Видя, что жена не двигается, Григорий сам подошел к ней. И по мере того как подходил, усмешка таяла на лице Бородина, глаза наливались тусклым, свинцовым блеском. Не успела Аниска прийти в себя, как Григорий схватил ее обеими руками за горло и стал душить. Аниска несколько раз дернулась, задохнулась, и ноги ее подкосились. Только тогда Григорий немного ослабил пальцы, встряхнул Аниску, не выпуская из рук ее горла.

Секунд десять они молча смотрели друг на друга. Аниска — глазами, полными великого, не осознанного еще страха, а Григорий — злыми, прищуренными, пронизывающими насквозь.

Наконец Григорий разжал губы:

— Ты знай: задушу, как курицу, одной рукой, если вздумаешь…
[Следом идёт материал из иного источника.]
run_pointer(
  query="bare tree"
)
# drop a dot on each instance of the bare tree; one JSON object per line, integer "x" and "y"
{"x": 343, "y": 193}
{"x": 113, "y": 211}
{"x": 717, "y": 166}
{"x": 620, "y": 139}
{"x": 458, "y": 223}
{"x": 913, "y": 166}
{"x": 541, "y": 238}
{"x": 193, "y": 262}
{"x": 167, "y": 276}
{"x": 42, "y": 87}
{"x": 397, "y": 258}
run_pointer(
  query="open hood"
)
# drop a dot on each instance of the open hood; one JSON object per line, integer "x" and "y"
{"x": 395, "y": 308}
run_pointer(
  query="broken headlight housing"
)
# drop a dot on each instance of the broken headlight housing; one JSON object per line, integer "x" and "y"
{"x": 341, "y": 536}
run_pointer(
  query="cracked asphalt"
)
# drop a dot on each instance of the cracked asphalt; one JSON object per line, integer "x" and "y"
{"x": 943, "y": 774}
На этот раз Григорий говорил тихо, не повышая голоса. Аниска не улавливала в нем ни злости, ни волнения, ни угрозы. Но именно потому, что голос звучал неторопливо, спокойно, поняла: задушит. Вот так же спокойно, не торопясь, как сейчас говорит.
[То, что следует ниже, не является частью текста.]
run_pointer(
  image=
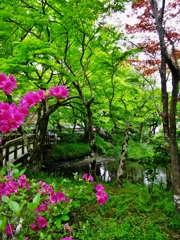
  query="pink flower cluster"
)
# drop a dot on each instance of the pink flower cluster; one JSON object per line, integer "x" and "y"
{"x": 101, "y": 195}
{"x": 87, "y": 178}
{"x": 51, "y": 198}
{"x": 30, "y": 99}
{"x": 66, "y": 238}
{"x": 7, "y": 84}
{"x": 11, "y": 186}
{"x": 12, "y": 116}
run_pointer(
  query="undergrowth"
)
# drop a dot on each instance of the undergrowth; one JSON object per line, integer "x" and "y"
{"x": 130, "y": 213}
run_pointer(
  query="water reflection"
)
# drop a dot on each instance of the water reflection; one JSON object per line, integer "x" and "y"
{"x": 107, "y": 172}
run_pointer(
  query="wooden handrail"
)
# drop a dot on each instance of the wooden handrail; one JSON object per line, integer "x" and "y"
{"x": 15, "y": 149}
Григорий отшвырнул жену к стене и грузно зашагал по комнате. У Аниски не было уже сил ни подняться, ни закричать. Сжавшись в комочек, она смотрела на его ноги, обутые теперь в тяжелые, пахнущие дегтем юфтевые сапоги. Губы ее по-детски дрожали, Григорий подошел почти вплотную к ней и остановился. Аниска, ожидая пинка в лицо, отстранилась, прикрыла голову локтем. Но Григорий только вымолвил:

— Не бойся, сейчас не трону… Подохнешь еще. А позже — все сполна получишь…

И Аниска получила.

Бил он ее часто, по поводу и без повода. Опоздает ли чуть с обедом, подаст ли мужу по ошибке не то, что просил, — за все Григорий бил жену смертным боем, будто поставил перед собой цель — живьем загнать ее в могилу.

Однажды Веселов, обычно не разговаривавший с Григорием, остановил его на улице:

— Вот что, Григорий… Зачем же над женой измываешься?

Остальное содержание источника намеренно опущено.